Although vast strides are being made in senescence research with incredibly promising results, progress has been hampered by a lack of reliable ways to determine senescence. Virtually all cell types can be made to enter a senescent state however what senescence looks like at a cellular level, and how it can be reliably identified across thousands of cell types has been far from easy to determine. Senescent cells have many characteristics: they stop proliferating, start secreting molecules to communicate with their surrounding cells (known as the senescence-associated secretory phenotype, SASP), reprogram their metabolism and undergo changes in their cellular and nuclear morphology. However, the heterogeneity of senescent cells, combined with a lack of universal biomarkers and technical issues make the detection of senescence a bottleneck in the field. This has been recently highlighted in a commentary by the Senescence group at LMS published in Nature Cell Biology (Gil, Nat Cell Biol 2023). 

Recent advances in machine learning and AI have allowed researchers at the LMS to analyse hallmarks of senescence which can now be used to confirm the presence of senescent cells of any origin across various cell types. Not only this but they have also shown that these algorithms can be reliably adapted to work in lab-grown cells for research but also in tissue samples obtained from mouse livers and patients with fatty liver disease. 

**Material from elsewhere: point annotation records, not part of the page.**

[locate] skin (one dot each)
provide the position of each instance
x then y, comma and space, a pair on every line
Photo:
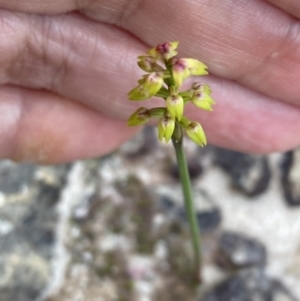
66, 67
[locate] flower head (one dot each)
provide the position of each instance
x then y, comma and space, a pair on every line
166, 126
201, 96
164, 51
195, 131
149, 85
175, 106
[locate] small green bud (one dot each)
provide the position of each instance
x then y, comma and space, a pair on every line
201, 96
139, 117
149, 85
195, 132
175, 106
166, 126
183, 68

The breakthrough by PhD candidate Imanol Duran working at the Senescence Group at the MRC LMS occurred when they began looking at changes in the nuclear morphology and chromatin (DNA packaging) architecture of senescent cells in tissue culture. Although these features alone were not enough to classify or identify cells as being senescent, a detailed examination and measurement of nuclear geometry including surface area, elongation, compactness, and form factor provided a library of data which could then be subjected to machine learning. All the features were distinct in senescent cells from normal cells and Duran was able to devise a family of algorithms that detect a wide range of senescent cells, from cancer cells to primary fibroblasts, with high accuracy, using data obtained from open-source image analysis software.   

After establishing that the algorithms were robust and accurate across a range of cell types, the team moved their work to animal models and patient samples to see whether this was a tool that could be useful in clinical applications (collaborating with researchers at the Department of Metabolism at Imperial College). Excitingly, they discovered that they could use the methods to predict the progression to senescence in mouse models of cancer development and in ageing mice and in patient samples. 

Senescent cells have recently been identified as potential therapeutic targets in both anti-cancer treatments, and in slowing down the ageing process – both big focuses of international research efforts. In the former, inducing potentially cancerous cells to enter senescence, could stop tumour growth in its tracks, whereas in the latter, identifying and eliminating the inflammatory senescent cells that have accumulated as part of the ageing process could slow it down. Preliminary experiments in animal models have shown that the lifespans and healthspan of animals are increased when subjects are treated with so-called ‘senolytic’ drugs that attack and kill senescent cells. 

The researchers at LMS discovered that they could use their classifiers of senescence to identify drugs that either kill senescent cells (senolytics) or selectively induce senescence in cancer cells in vitro. In addition, the tool enabled them to actively and quickly screen a catalogue of over 600 drugs for senolytic activity, identifying several new potential therapeutic drugs for future use.  

Given that the accurate identification of senescent cells has been a bottleneck to progress in this fast-moving and high-impact area of research, opening the door for clinical use of this tool to target senescence in both cancer, and ageing takes us a big leap forward towards a new era of senolytic therapies. 

The study was published in Nature Communications on February 3rd, 2024, as a collaborative effort of research groups at LMS, Imperial College London, and DKFZ in Germany. MRC core funding and CRUK were the main funders of this study, a full list of funders is included in the paper.